6. SpaceX filed publicly for what stands to be the largest-ever initial public offering, revealing billions in losses and a super-voting share plan allowing Elon Musk to keep the company under his control… The question for investors is whether the sum of Musk’s aspirations for SpaceX are worth valuing at as much as $2 trillion, viewed in light of financial disclosures that seem minuscule by comparison. SpaceX had a net loss of $4.28 billion on revenue of $4.69 billion for the first quarter, compared with a net loss of $528 million on revenue of about $4 billion a year earlier, the filing shows… The listing, which is targeted to raise as much as $75 billion, shows a company that’s growing quickly and burning through cash. For investors to buy into Musk’s dream, they’ll have to believe that SpaceX can capture a meaningful share of its perceived market opportunity — and accept that they won’t be able to remove him if it goes wrong. (Bloomberg)

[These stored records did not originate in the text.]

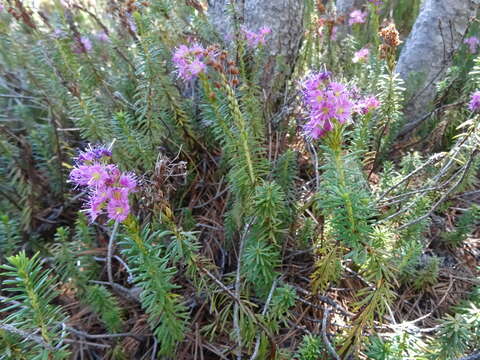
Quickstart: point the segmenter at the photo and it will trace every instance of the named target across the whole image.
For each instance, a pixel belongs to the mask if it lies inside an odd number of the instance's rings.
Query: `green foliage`
[[[66,317],[62,309],[52,303],[56,297],[56,278],[51,276],[51,270],[42,269],[39,254],[28,258],[21,252],[8,257],[7,261],[8,264],[0,268],[6,278],[2,288],[9,294],[3,302],[9,305],[1,311],[7,312],[3,323],[17,331],[9,327],[2,330],[16,335],[38,331],[38,340],[35,338],[25,345],[27,351],[32,351],[32,359],[67,359],[69,354],[61,337],[61,324]]]
[[[421,0],[407,0],[393,7],[395,24],[401,24],[400,33],[409,33],[420,11]]]
[[[170,354],[185,336],[188,313],[181,297],[173,291],[175,268],[155,244],[165,233],[140,230],[133,220],[126,225],[122,242],[124,254],[132,268],[134,282],[142,289],[140,301],[148,321],[160,343],[160,352]]]
[[[377,131],[376,138],[376,156],[385,156],[389,151],[393,140],[395,139],[402,123],[402,109],[405,88],[404,81],[396,73],[390,73],[380,76],[378,83],[380,100],[379,121],[375,124]]]
[[[460,246],[480,221],[480,207],[472,205],[458,217],[455,228],[443,234],[442,239],[449,245]]]
[[[247,280],[266,296],[270,286],[278,276],[275,268],[279,265],[280,255],[277,246],[265,240],[250,240],[244,252],[244,271]]]
[[[440,261],[437,256],[427,257],[420,269],[417,269],[414,273],[413,286],[420,290],[435,285],[438,282]]]
[[[366,183],[353,154],[325,148],[321,189],[316,206],[330,220],[329,231],[342,245],[352,248],[353,258],[362,257],[365,239],[371,231],[374,212]]]
[[[480,57],[464,45],[452,55],[434,116],[398,141],[405,88],[422,74],[404,82],[390,71],[377,32],[394,19],[406,39],[419,0],[368,4],[368,21],[348,28],[333,1],[306,0],[295,64],[270,51],[283,45],[276,30],[248,46],[235,2],[231,40],[205,1],[7,3],[0,359],[329,359],[310,333],[324,303],[343,358],[450,360],[476,350],[478,293],[441,320],[428,304],[445,271],[475,283],[461,254],[474,253],[466,240],[480,214],[480,118],[465,107]],[[474,22],[469,35],[477,31]],[[216,56],[183,81],[172,53],[194,43]],[[368,61],[353,63],[364,47]],[[300,83],[318,70],[356,102],[375,95],[381,106],[305,137]],[[68,181],[88,143],[109,146],[137,176],[117,237],[104,216],[89,222],[79,211],[91,194]],[[453,228],[439,234],[451,215]],[[428,320],[411,321],[409,304]],[[435,320],[438,328],[422,328]]]
[[[99,314],[109,332],[115,333],[122,329],[122,310],[117,299],[101,285],[88,286],[82,302],[88,304]]]
[[[450,360],[478,350],[480,341],[479,289],[472,294],[471,301],[457,307],[454,315],[447,315],[430,344],[433,350],[430,359]]]
[[[325,291],[331,283],[336,283],[342,275],[342,253],[336,245],[327,245],[317,250],[318,259],[312,273],[312,289]]]
[[[247,280],[265,296],[277,276],[275,268],[286,232],[287,210],[280,186],[274,182],[257,186],[252,210],[254,224],[246,240],[243,270]]]
[[[472,355],[478,350],[480,318],[478,288],[468,301],[455,307],[453,314],[445,315],[433,337],[425,341],[419,329],[411,323],[402,323],[394,333],[381,338],[370,338],[367,355],[375,360],[455,360]],[[383,335],[383,334],[382,334]]]
[[[403,360],[406,358],[424,359],[421,355],[419,339],[408,331],[399,331],[384,340],[372,336],[368,345],[367,356],[374,360]]]
[[[392,234],[382,227],[376,227],[372,231],[371,247],[362,269],[362,275],[368,286],[357,292],[361,300],[356,302],[354,307],[360,310],[360,313],[353,321],[354,326],[340,350],[342,353],[352,353],[361,348],[362,330],[373,326],[376,317],[381,319],[390,310],[390,304],[396,297],[395,268],[391,254],[386,251],[391,237]]]
[[[257,186],[253,199],[253,215],[257,217],[252,229],[255,237],[274,244],[281,243],[287,215],[285,195],[275,182]]]
[[[280,331],[282,325],[288,324],[291,318],[289,310],[295,306],[296,299],[295,289],[290,285],[275,289],[266,319],[275,333]]]
[[[474,66],[469,73],[471,81],[474,83],[475,87],[480,86],[480,56],[477,56],[474,60]]]
[[[10,219],[7,214],[0,215],[0,262],[3,263],[4,257],[13,255],[20,245],[22,238],[19,230],[20,224],[17,220]]]
[[[298,360],[317,360],[323,359],[325,350],[322,340],[315,335],[304,335],[300,344],[296,359]]]
[[[405,241],[397,250],[395,266],[398,269],[399,279],[403,283],[412,280],[412,274],[418,267],[423,251],[419,241]]]
[[[275,181],[287,195],[293,200],[295,194],[295,178],[298,176],[298,154],[295,151],[287,150],[282,154],[275,164]]]

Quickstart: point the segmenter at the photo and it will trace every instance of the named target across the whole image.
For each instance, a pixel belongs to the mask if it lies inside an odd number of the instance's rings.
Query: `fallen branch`
[[[0,329],[8,331],[12,334],[20,335],[25,340],[34,341],[37,344],[43,346],[47,350],[50,350],[50,351],[55,350],[55,348],[52,345],[48,344],[45,340],[43,340],[41,336],[35,335],[35,333],[28,333],[10,324],[0,324]]]
[[[335,351],[335,348],[333,347],[330,340],[328,340],[328,336],[327,336],[327,321],[328,321],[329,315],[330,315],[330,308],[327,305],[325,305],[325,310],[323,312],[323,319],[322,319],[322,338],[330,355],[332,355],[335,358],[335,360],[340,360],[340,357]]]

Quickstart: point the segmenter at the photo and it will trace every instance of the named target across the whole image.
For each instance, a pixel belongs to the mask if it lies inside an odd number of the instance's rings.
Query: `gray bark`
[[[337,27],[337,39],[342,40],[347,34],[352,33],[352,28],[348,25],[349,15],[353,10],[364,11],[366,2],[367,0],[337,0],[335,2],[337,15],[345,17],[344,23]]]
[[[348,15],[354,9],[361,9],[367,0],[337,0],[336,7],[338,14]]]
[[[235,13],[230,5],[232,1]],[[272,29],[266,45],[269,58],[262,84],[267,93],[274,86],[281,88],[291,73],[303,37],[303,13],[304,0],[210,0],[208,9],[210,21],[226,38],[233,36],[234,21],[252,31],[262,26]],[[277,63],[280,58],[286,65],[282,72]]]
[[[479,0],[425,0],[400,54],[396,72],[412,92],[405,116],[413,128],[428,114],[435,98],[436,83],[452,63],[461,45],[469,19],[475,16]]]

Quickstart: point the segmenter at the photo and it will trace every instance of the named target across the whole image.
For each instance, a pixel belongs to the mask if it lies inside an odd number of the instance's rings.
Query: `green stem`
[[[340,125],[340,124],[337,124]],[[345,208],[347,210],[348,220],[350,222],[350,229],[352,234],[356,231],[356,222],[355,217],[353,216],[353,206],[352,200],[350,199],[350,193],[347,191],[347,177],[345,174],[345,164],[343,163],[342,158],[342,133],[343,129],[341,126],[337,126],[336,130],[332,132],[330,137],[330,149],[333,151],[333,159],[335,162],[335,168],[337,169],[338,182],[340,184],[340,189],[342,191],[342,198],[345,202]]]
[[[356,232],[356,222],[355,217],[353,216],[353,206],[352,200],[350,199],[350,193],[347,191],[347,177],[345,174],[345,164],[343,163],[342,158],[342,148],[340,143],[337,143],[337,146],[331,146],[331,149],[333,150],[333,157],[335,162],[335,168],[337,169],[338,182],[340,183],[342,197],[345,202],[345,208],[347,210],[347,216],[350,222],[350,230],[353,234]]]
[[[235,119],[236,126],[240,132],[241,136],[241,146],[243,147],[243,151],[245,152],[245,158],[247,161],[248,167],[248,174],[250,176],[250,180],[252,185],[255,184],[255,172],[253,170],[252,158],[250,155],[250,147],[248,146],[248,133],[246,129],[245,119],[240,111],[240,106],[238,105],[237,98],[235,96],[235,92],[233,91],[232,87],[228,84],[227,79],[222,74],[222,81],[225,90],[227,91],[227,99],[230,111],[232,112],[232,116]]]
[[[110,240],[108,241],[108,252],[107,252],[107,275],[108,275],[108,282],[113,284],[113,275],[112,275],[112,256],[113,256],[113,245],[115,241],[115,237],[117,236],[118,232],[118,221],[115,221],[113,225],[112,233],[110,234]]]
[[[208,100],[210,103],[210,106],[212,107],[213,111],[215,112],[215,117],[222,127],[223,133],[225,137],[232,139],[233,134],[231,130],[228,128],[227,124],[225,123],[225,120],[220,112],[220,105],[218,103],[218,100],[216,98],[210,97],[211,94],[215,94],[212,87],[210,86],[210,83],[208,82],[207,76],[205,74],[200,74],[200,84],[202,85],[204,91],[205,91],[205,98]]]
[[[23,270],[23,269],[22,269]],[[34,318],[36,320],[37,325],[40,327],[40,334],[45,342],[51,345],[50,336],[48,333],[48,328],[43,317],[43,313],[40,309],[39,299],[37,293],[35,292],[35,284],[33,284],[32,279],[30,278],[30,274],[26,271],[24,272],[24,283],[25,283],[25,290],[27,292],[27,296],[30,300],[30,304],[33,309]]]

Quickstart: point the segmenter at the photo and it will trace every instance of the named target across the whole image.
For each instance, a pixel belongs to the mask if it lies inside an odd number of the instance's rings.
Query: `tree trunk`
[[[337,0],[335,6],[339,15],[350,14],[352,10],[361,9],[367,0]]]
[[[234,23],[252,31],[268,26],[268,59],[263,88],[267,99],[281,96],[292,73],[303,37],[304,0],[210,0],[209,17],[224,38],[233,36]],[[227,41],[228,42],[228,41]],[[279,92],[280,91],[280,92]]]
[[[425,0],[406,44],[396,71],[411,91],[405,116],[406,134],[432,108],[436,83],[452,64],[461,45],[469,18],[475,16],[477,0]]]

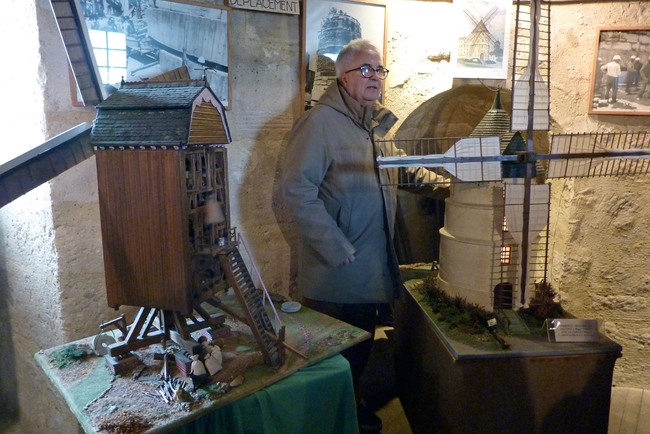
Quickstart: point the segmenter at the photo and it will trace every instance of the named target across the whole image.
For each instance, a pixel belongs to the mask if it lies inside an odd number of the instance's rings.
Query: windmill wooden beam
[[[0,207],[92,157],[88,123],[77,125],[0,166]]]
[[[50,0],[50,5],[81,99],[84,105],[97,105],[104,100],[105,94],[79,3],[75,0]]]

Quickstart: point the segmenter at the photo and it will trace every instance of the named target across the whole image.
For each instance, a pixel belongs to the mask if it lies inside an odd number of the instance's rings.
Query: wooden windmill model
[[[650,158],[645,133],[553,135],[550,152],[538,153],[550,120],[550,5],[517,2],[515,19],[510,128],[500,118],[497,131],[467,138],[395,140],[408,156],[378,158],[380,168],[451,175],[438,282],[488,310],[525,306],[546,282],[548,179],[645,174]],[[486,118],[503,111],[495,106]],[[397,184],[413,185],[405,172]]]
[[[281,365],[284,331],[276,335],[230,227],[224,145],[231,137],[207,82],[123,83],[98,106],[91,141],[108,304],[140,307],[128,330],[119,327],[121,341],[103,342],[109,361],[170,337],[218,331],[225,317],[211,315],[207,303],[242,319],[265,361]],[[216,295],[229,286],[241,314]]]
[[[119,369],[132,350],[164,344],[172,331],[184,340],[212,334],[225,320],[212,305],[250,326],[267,365],[282,365],[284,326],[271,322],[230,226],[223,105],[184,67],[106,97],[79,2],[50,4],[79,93],[98,115],[0,171],[0,206],[95,155],[107,301],[139,308],[131,324],[124,315],[100,324],[122,336],[100,333],[95,350]],[[239,308],[219,299],[231,288]]]

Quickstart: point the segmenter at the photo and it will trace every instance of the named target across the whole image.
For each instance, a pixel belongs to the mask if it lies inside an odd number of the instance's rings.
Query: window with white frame
[[[115,85],[126,80],[126,35],[92,29],[88,35],[102,82]]]

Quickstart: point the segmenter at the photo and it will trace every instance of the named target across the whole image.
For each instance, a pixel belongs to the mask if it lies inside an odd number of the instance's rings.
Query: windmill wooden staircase
[[[280,327],[276,334],[273,323],[264,308],[263,292],[255,287],[237,245],[231,243],[226,246],[219,254],[219,261],[228,284],[235,291],[239,300],[242,313],[225,306],[216,297],[208,299],[207,302],[251,328],[267,365],[272,367],[282,365],[285,360],[285,327],[284,325]]]
[[[231,241],[222,247],[218,254],[218,260],[227,283],[233,289],[239,302],[240,310],[223,303],[216,295],[209,297],[205,302],[250,327],[267,366],[280,367],[285,361],[286,349],[306,358],[285,342],[284,325],[276,333],[264,307],[263,292],[255,287],[246,264],[239,253],[237,244]],[[182,316],[179,312],[163,311],[162,313],[169,328],[177,330],[184,339],[190,339],[190,333],[193,331],[207,327],[219,327],[225,319],[223,314],[212,315],[200,306],[195,306],[195,312],[202,319],[199,320],[191,316],[192,321],[190,324],[187,322],[188,318]],[[120,369],[122,365],[124,367],[130,366],[121,358],[126,358],[125,356],[128,356],[132,350],[170,338],[168,335],[169,328],[167,326],[161,328],[160,323],[156,323],[158,314],[158,309],[141,308],[131,327],[127,326],[124,315],[101,325],[102,330],[104,330],[104,327],[114,326],[126,337],[126,339],[117,343],[114,339],[111,339],[110,341],[100,341],[96,345],[98,349],[101,349],[99,348],[100,345],[105,347],[105,352],[102,353],[106,354],[107,360],[109,360],[113,369]],[[106,335],[100,334],[98,336],[104,337]]]

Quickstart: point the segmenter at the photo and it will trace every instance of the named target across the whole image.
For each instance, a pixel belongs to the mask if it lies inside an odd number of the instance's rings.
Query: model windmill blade
[[[532,77],[533,75],[534,77]],[[535,101],[532,107],[530,107],[531,82],[535,89]],[[530,110],[532,110],[532,116],[529,116]],[[515,81],[512,94],[513,131],[527,130],[530,117],[533,120],[533,130],[549,129],[549,87],[542,78],[539,68],[528,65],[524,73]]]
[[[512,68],[512,131],[549,129],[549,80],[550,5],[539,0],[518,1]]]
[[[512,130],[526,131],[528,154],[534,155],[533,133],[549,129],[550,89],[550,4],[541,0],[517,0],[515,15],[515,50],[512,65],[513,111]],[[531,185],[536,162],[528,158],[525,166],[522,212],[521,297],[527,302],[529,279],[529,225]]]
[[[529,199],[525,198],[528,191]],[[508,234],[521,246],[519,273],[523,277],[546,278],[547,239],[551,185],[506,183],[504,214]],[[525,242],[524,242],[525,240]],[[525,273],[524,273],[524,267]],[[522,281],[522,283],[527,283]],[[523,289],[527,284],[522,286]],[[524,294],[525,295],[525,294]],[[525,303],[524,300],[521,301]]]
[[[650,171],[648,133],[558,134],[551,152],[547,178],[645,175]]]
[[[0,165],[0,207],[95,155],[82,123]]]
[[[380,169],[398,167],[442,168],[464,182],[500,181],[501,156],[498,137],[468,137],[458,140],[444,154],[377,157]]]
[[[97,105],[106,99],[106,92],[90,45],[81,6],[75,0],[50,0],[50,5],[81,99],[85,106]]]
[[[505,216],[508,231],[517,244],[522,243],[524,185],[506,184]],[[548,223],[551,189],[550,184],[531,185],[530,213],[528,214],[528,233],[530,238],[539,234]]]

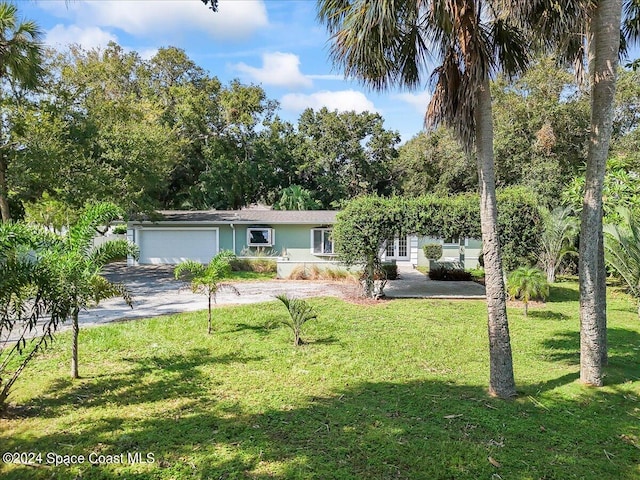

We’ll have more thoughts on SpaceX’s IPO filing as we take a closer read on its more than 300 pages. We’ll be sure to note where it’s deriving its revenue, which appears to be primarily from its Starlink internet service, and where it is losing money. Both the space segment and AI were fueling those losses, which more than offset profits generated by Starlink.  Per the filing, losses from SpaceX’s AI operations increased to $6.36 billion last year, compared with $1.56 billion in 2024. That should make OpenAI’s eventual S-1 filing even more of an interesting read. Reports indicate OpenAI is preparing to confidentially file a draft of its IPO documents with the SEC as soon as Friday. 

7. Economic data today per TipRanks: Initial & Continuing Jobless Claims (Weekly), Philadelphia Fed Index (May), S&P Global Flash PMI (May), EIA Natural Gas Inventories (Weekly)

8. Companies reporting today per TipRanks: AM – Advance Auto (AAP), Advanced Drainage Systems (WMS), Lightspeed (LSPD), Ralph Lauren (RL), Shoe Carnival (SCVL), Walmart (WMT). PM – Deckers Outdoor (DECK), Ross Stores (ROST), Take-Two (TTWO), Workday (WDAY).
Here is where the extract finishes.